Scusa, ma in che lingua? Intendi come si traduce "libretto universitario" in spagnolo? Io non credo che esista, almeno in Spagna!


----------



## lautaro

Sì, proprio così.


----------



## Antpax

neutrino2 said:


> Scusa, ma in che lingua? Intendi come si traduce "libretto universitario" in spagnolo? Io non credo che esista, almeno in Spagna!


 
Hola Neu (me alegro de volver a verte ):

Estoy contigo, no me suena que exista en España, al menos en mi facultad profesores ponían un folio con las notas en el tablón de anuncios y poco más.

Saludos.

Ant


----------



## lautaro

¡Increíble! Aquí en Italia el estudiante tiene una libreta donde el profesor tiene que anotar por obligación el resultado del examen.
Esta libreta se llama "libretto (universitario)".

Igual, gracias.

LAU


----------



## Antpax

lautaro said:


> ¡Increíble! Aquí en Italia el estudiante tiene una libreta donde el profesor tiene que anotar por obligación el resultado del examen.
> Esta libreta se llama "libretto (universitario)".
> 
> Igual, gracias.
> 
> LAU


 
Aquí somos más cutres. Antes, hace mucho, cuando mis hermanas estudiaban, te daban una papeleta con la nota, pero cuando yo empecé la carrera (hace bastante tiempo ) ya no las daban.
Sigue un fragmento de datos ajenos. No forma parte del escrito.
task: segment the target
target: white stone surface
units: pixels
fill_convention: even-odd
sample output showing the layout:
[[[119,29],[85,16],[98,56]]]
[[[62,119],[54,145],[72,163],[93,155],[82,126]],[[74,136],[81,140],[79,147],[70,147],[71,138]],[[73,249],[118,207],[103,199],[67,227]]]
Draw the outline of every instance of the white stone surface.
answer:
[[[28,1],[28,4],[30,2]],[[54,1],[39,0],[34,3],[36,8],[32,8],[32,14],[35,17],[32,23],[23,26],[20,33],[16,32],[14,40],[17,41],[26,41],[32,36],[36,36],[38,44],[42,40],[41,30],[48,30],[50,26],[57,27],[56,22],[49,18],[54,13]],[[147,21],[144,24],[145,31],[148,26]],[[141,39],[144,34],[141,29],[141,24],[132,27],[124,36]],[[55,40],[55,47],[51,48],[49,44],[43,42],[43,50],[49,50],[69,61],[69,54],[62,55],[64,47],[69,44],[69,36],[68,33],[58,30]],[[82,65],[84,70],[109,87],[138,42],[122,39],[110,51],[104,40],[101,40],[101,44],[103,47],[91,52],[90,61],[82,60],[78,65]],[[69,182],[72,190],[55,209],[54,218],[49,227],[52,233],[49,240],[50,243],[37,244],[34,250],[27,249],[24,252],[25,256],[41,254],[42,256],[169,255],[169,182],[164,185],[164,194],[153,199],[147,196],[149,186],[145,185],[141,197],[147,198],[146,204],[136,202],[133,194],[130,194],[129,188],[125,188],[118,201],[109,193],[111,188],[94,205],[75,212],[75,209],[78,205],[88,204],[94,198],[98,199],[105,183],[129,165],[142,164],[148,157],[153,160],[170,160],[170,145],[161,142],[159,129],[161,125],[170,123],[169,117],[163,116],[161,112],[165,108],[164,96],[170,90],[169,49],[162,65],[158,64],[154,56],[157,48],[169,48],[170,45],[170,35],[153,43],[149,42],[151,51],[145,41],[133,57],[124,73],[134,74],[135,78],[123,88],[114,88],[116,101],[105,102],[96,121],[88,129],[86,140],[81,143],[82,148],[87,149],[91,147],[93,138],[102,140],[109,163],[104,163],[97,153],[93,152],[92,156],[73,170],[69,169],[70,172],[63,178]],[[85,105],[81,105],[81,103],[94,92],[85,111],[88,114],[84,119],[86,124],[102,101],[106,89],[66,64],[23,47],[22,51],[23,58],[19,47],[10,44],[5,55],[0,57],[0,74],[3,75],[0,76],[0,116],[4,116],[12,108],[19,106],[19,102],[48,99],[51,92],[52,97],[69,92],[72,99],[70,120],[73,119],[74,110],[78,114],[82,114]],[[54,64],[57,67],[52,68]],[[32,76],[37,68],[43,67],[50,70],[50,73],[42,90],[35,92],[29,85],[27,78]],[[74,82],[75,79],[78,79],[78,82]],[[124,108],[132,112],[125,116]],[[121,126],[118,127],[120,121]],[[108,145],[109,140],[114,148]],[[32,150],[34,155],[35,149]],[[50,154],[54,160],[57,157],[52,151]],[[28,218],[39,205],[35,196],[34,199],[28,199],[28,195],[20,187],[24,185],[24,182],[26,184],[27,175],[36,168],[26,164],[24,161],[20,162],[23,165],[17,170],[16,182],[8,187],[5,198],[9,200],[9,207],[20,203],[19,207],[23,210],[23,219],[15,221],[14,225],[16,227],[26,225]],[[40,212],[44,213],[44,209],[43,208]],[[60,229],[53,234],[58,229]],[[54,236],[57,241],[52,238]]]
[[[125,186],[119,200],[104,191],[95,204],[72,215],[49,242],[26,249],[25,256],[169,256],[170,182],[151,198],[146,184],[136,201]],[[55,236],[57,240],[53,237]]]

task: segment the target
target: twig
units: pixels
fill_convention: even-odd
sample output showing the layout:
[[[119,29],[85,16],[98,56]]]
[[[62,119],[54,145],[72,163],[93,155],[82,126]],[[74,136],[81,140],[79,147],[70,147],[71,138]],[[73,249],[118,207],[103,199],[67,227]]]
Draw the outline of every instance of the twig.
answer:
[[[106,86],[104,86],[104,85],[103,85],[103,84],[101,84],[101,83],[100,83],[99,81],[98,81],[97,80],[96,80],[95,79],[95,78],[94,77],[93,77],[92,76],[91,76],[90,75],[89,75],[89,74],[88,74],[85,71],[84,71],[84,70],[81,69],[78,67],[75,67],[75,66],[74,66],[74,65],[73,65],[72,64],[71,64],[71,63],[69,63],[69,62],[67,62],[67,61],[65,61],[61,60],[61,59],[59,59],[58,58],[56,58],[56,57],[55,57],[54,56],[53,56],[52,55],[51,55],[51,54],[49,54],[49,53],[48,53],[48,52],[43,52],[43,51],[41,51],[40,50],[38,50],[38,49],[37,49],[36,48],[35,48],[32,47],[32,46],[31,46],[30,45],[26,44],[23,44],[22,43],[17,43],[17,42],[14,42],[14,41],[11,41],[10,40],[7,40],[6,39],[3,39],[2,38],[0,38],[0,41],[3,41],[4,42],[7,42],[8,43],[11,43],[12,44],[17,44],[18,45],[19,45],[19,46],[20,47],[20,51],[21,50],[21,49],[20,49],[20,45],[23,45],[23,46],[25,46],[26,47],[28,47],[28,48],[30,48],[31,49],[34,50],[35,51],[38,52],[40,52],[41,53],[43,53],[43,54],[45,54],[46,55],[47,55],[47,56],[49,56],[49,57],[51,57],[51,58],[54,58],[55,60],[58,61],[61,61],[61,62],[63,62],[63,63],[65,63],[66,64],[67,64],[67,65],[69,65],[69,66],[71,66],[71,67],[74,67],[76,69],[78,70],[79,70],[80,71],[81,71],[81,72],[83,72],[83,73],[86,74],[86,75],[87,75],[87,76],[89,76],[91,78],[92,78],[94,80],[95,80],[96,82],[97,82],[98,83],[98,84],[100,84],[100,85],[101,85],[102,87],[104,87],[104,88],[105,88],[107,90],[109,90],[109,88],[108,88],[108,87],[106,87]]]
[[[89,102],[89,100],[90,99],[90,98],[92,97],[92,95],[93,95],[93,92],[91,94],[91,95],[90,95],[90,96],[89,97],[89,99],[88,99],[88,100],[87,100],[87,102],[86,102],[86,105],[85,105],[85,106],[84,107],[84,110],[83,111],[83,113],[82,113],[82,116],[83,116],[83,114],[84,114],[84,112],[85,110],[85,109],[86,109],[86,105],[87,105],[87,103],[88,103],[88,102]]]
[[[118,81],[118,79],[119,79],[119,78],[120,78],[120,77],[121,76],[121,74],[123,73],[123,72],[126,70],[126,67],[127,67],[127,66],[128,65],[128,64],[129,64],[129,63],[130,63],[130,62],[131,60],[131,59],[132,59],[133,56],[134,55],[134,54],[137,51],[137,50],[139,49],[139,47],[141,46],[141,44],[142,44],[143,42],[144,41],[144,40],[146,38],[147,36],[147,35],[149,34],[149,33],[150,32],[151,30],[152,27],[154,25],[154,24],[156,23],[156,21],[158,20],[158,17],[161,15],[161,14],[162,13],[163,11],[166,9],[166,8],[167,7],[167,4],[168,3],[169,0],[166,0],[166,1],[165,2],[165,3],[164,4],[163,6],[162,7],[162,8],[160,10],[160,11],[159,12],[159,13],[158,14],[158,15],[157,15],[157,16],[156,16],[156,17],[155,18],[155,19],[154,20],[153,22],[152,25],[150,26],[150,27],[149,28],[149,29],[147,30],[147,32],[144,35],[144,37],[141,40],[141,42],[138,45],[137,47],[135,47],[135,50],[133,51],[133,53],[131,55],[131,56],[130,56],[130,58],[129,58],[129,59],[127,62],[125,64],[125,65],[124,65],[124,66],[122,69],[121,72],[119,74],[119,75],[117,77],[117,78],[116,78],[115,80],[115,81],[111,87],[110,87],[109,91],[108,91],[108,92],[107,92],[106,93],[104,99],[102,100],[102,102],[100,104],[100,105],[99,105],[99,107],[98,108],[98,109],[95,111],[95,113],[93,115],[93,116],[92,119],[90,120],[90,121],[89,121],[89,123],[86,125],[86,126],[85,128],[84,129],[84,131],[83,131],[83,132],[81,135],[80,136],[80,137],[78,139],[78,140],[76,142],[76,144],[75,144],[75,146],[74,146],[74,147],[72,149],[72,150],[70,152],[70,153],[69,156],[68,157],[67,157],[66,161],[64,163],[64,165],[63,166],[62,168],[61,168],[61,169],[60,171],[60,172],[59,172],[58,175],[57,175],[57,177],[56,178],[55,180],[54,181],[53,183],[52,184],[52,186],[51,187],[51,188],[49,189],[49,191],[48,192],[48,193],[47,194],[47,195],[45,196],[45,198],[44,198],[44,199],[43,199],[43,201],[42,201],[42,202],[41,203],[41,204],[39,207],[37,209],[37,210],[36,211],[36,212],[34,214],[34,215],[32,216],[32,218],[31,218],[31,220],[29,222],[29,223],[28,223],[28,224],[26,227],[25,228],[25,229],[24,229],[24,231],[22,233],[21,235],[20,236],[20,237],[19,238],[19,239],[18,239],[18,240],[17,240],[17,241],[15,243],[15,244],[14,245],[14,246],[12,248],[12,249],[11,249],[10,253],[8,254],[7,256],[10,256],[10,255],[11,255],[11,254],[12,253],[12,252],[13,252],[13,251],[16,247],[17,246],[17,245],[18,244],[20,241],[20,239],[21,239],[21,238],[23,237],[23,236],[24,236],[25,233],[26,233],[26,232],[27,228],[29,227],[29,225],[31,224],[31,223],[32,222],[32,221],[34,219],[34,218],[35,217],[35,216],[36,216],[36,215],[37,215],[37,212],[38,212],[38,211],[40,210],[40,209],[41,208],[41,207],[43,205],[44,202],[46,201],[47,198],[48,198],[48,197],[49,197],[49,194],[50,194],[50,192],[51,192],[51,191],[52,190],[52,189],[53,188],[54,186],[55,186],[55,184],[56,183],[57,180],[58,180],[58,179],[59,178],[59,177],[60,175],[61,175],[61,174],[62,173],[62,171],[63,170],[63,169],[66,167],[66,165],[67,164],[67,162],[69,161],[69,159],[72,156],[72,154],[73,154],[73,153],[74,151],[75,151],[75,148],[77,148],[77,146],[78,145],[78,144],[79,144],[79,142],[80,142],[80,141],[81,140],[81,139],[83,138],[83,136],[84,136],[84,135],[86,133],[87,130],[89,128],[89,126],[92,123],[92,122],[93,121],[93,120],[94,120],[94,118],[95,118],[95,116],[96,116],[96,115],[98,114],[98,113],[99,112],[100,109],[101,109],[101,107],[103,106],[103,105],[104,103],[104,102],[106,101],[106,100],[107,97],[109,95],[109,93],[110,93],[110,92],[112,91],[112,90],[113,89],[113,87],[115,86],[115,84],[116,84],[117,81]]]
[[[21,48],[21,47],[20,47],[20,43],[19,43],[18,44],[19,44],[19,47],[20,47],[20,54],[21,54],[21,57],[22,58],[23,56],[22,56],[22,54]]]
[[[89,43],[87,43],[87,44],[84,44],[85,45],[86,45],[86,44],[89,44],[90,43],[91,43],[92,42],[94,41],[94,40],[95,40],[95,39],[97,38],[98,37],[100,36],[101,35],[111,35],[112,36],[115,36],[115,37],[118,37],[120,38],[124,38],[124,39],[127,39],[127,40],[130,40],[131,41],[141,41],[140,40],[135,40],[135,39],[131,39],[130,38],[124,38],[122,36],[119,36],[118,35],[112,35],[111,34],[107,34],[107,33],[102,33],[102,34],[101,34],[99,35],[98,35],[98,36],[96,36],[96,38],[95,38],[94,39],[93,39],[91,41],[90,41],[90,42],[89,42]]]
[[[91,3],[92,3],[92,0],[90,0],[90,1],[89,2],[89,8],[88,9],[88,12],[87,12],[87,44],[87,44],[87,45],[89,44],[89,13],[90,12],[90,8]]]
Puedes pedir un certificado de notas, donde te dan un listado con todas las asignaturas que llevas hasta el momento, pero eso hay que pagarlo (y no era barato, al menos en mis tiempos).

Saluti.

Ant


----------



## lautaro

> Puedes pedir un certificado de notas, donde te dan un listado con todas las asignaturas que llevas hasta el momento, pero eso hay que pagarlo (y no era barato, al menos en mis tiempos).


 
nooooo... ¡¡no te lo puedo creer!!  Aquí también puedes pedir un certificado pero es gratuito....pero si pierdes la libreta de notas o la tarjeta del estudiante tienes que pagar para sacar otra y tampoco es barato. 
Tendría que poner todos los verbos al pasado ya que terminé la U hace muchas primaveras.


----------



## Antpax

lautaro said:


> nooooo... ¡¡no te lo puedo creer!!  Aquí también puedes pedir un certificado pero es gratuito....pero si pierdes la libreta de notas o la tarjeta del estudiante tienes que pagar para sacar otra y tampoco es barato.
> Tendría que poner todos los verbos al pasado ya que terminé la U hace muchas primaveras.


 
Aquí se paga por todo.  Ponen la excusa de que es un documento oficial firmado por el decano y tal. Si te cuento lo que pagué por el título, que es una cartulina con la firma del rey escaneada lo flipas. 

Saludos.

Ant


----------



## neutrino2

Hola Ant 
Yo cuando acabé la carrera tuve que entregar el "libretto", pero me daba tanta pena que hice un escan para guardarlo! Es que no sólo venían las notas, sino que venían con la escritura del profesor y cada una es un recuerdo!
¡El "libretto" es mítico para nosotros!


----------



## Antpax

neutrino2 said:


> Hola Ant
> Yo cuando acabé la carrera tuve que entregar el "libretto", pero me daba tanta pena que hice un escan para guardarlo! Es que no sólo venían las notas, sino que venían con la escritura del profesor y cada una es un recuerdo!
> ¡El "libretto" es mítico para nosotros!


 
Yo hubiese hecho lo mismo, así no parece que sea tan impersonal (que aquí lo es y mucho, por lo menos la universidad pública) 

Volviendo al tema de la traducción, que nos hemos ido un poco, creo que puede usar "libro de notas" o "libro de calificaciones", que diría que se entendería. En el colegio y el instituto sí que hay algo parecido, pero no sé cual es su nombre oficial, porque todo el mundo lo conoce simplemente por "las notas".

Saludos.

Ant


----------



## lautaro

> Hola Ant
> Yo cuando acabé la carrera tuve que entregar el "libretto", pero me daba tanta pena que hice un escan para guardarlo! Es que no sólo venían las notas, sino que venían con la escritura del profesor y cada una es un recuerdo!


 


¡¡yo también tuve que sacarle una copia!! lo único malo es que en mi época no todo el mundo tenía escaner...


----------



## Maria_del_Valle

¿No te refieres al "libro de escolaridad?


----------



## Agró

"Boletín de notas" es (o era) lo habitual en la escuela (hablo de la EGB) y del instituto (Bachiller). En la universidad ya no se usaba (a mí me tocó el sistema de papeletas (que conservo), y el certificado de notas (expediente académico).


----------



## 0scar

Boletín de calificaciones se llamaba en la primaria y en la secundaria no me acuerdo.
Algunas universidades dan Libreta Universitaria similar a la italiana. Pero no está generalizado. Lo que importa es el acta de examen con las notas, que luego se vuelca a un libro.


----------